The revelation that Eren can turn into a Titan isn't a glib "oh, now the protagonist has special powers" empty twist. It raises questions and is treated with suspicion by the rest of the characters but also offers them the first glimpse of hope they've had in long time. It has narrative purpose and isn't just a lazy way to write a character back to life or avoid death.

He uses his new Titan body to pick up a big rock and use it to plug up a hole. It's more awesome than it sounds.

And really, the Fandom Following post missed an excellent opportunity to use a perfect example of plot armour in action from the show, Armin. While Armin is quite bright and able to think up clever strategic plans for attacks on the Titans, he is a so inept as a fighter due to his crippling fear of the Titans that he often just freezes when confronted by one of them. If any character has plot amour, it is Armin.

Armin was literally about to be eaten by a Titan only for Eren to miraculously pull him out of the Titan's mouth at the last moment and sacrifice himself instead. That's how Eren died. He was Armin's knight in shining plot armour.

Don't get me wrong, Armin is important to the plot but the way he has survived numerous situations where he surely would have died if he wasn't a main character are pretty obvious. This is the difference between just applying a trope without context and examining how the context of the show fits the trope applied.

[Full Disclosure: I love Fandom Following and think it's a great site but this writer kinda dropped the ball here.]

This is Dot Pixis. Note his appearance, this will be important later.

Moving on, one thing I had heard about Attack on Titan was that it was Japanese propaganda. This was something I was aware of going in but didn't really catch at all while watching. At first I thought it might be because of cultural dissonance, I wasn't able to pick up the element of propaganda so I decided to research after I finished the first season.

And from what I can tell, essentially the propaganda theory is based on two things. First is the fact that Dot Pixis, a high ranking general in Attack on Titan, had his appearance based on General Akiyama Yoshifuru, a war hero in Japan who committed several atrocities against Korea and China. Second is that Eren and the rest of the characters are in the army and sacrifice their lives for the rest humanity.

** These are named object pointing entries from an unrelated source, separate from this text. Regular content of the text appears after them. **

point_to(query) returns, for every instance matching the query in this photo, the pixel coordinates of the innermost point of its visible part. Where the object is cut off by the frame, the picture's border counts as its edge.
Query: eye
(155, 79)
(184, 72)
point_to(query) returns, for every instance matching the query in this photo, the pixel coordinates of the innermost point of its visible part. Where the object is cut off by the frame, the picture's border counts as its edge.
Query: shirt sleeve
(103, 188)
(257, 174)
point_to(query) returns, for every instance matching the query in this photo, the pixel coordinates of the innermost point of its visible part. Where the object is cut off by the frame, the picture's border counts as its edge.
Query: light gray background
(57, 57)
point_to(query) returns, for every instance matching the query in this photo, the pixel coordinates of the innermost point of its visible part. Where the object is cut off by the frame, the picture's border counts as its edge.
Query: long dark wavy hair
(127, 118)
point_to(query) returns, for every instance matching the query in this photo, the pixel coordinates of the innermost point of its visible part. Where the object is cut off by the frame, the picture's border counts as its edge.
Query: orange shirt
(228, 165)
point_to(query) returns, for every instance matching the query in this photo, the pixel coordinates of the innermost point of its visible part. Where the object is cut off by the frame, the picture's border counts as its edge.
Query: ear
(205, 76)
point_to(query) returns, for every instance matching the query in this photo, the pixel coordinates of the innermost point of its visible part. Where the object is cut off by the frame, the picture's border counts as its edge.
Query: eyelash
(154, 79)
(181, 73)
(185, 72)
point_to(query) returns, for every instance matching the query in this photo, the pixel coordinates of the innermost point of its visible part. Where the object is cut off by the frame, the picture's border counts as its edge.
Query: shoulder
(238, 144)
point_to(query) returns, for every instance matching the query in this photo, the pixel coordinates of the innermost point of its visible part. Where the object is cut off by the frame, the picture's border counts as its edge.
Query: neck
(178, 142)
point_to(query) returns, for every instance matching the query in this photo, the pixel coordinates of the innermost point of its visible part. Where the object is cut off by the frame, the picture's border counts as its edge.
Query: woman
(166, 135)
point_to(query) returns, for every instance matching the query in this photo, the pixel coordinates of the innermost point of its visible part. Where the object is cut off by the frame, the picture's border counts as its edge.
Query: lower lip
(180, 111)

That's about it. From that, it is argued that Attack on Titan is Japanese imperialistic military propaganda. Because one character's physical design was based on military hero/criminal and the fact that the characters are part of an army. Since of course, by basing a character's design on someone infamous from history, you fully endorse that person, regardless of whether the character's personality is completely different.

Also, the fact that the only way for them to fight the Titans is as part of the army isn't discussed, nor is it raised how the characters mistrust the high command and are mostly working outside of command to get things done. 

No really, it's kinda a major theme of the second half of the season. The Scout Regiment, which Eren and co are part of, face off another human-Titan and suspect the higher ups in the military of a cover up so they essentially go rogue to root out the conspiracy. But nope, still military propaganda.

Couldn't possibly be a metaphor for the inevitably of death considering how the Titans are near unstoppable and kill everyone, could it?
Also, could possibly be about seeing giant monsters fight, I dunno.

The thing is, I'm not going to argue there isn't a lens through which you could argue the show has a xenophobic angle (they built a wall to keep out an invading race which is mindless and wants only to kill the normal people inside the wall) but the propaganda theory just doesn't hold water for me.

That was pretty much all I had to say about Attack on Titan, for now at least. Well that's not quite true since I did want to talk about other things but they can wait for a later post.

And I think a good place to end is by saying that I really enjoyed Attack on Titan and can't wait for season 2 to come out... what?! it's been pushed out to 2017?! Not cool.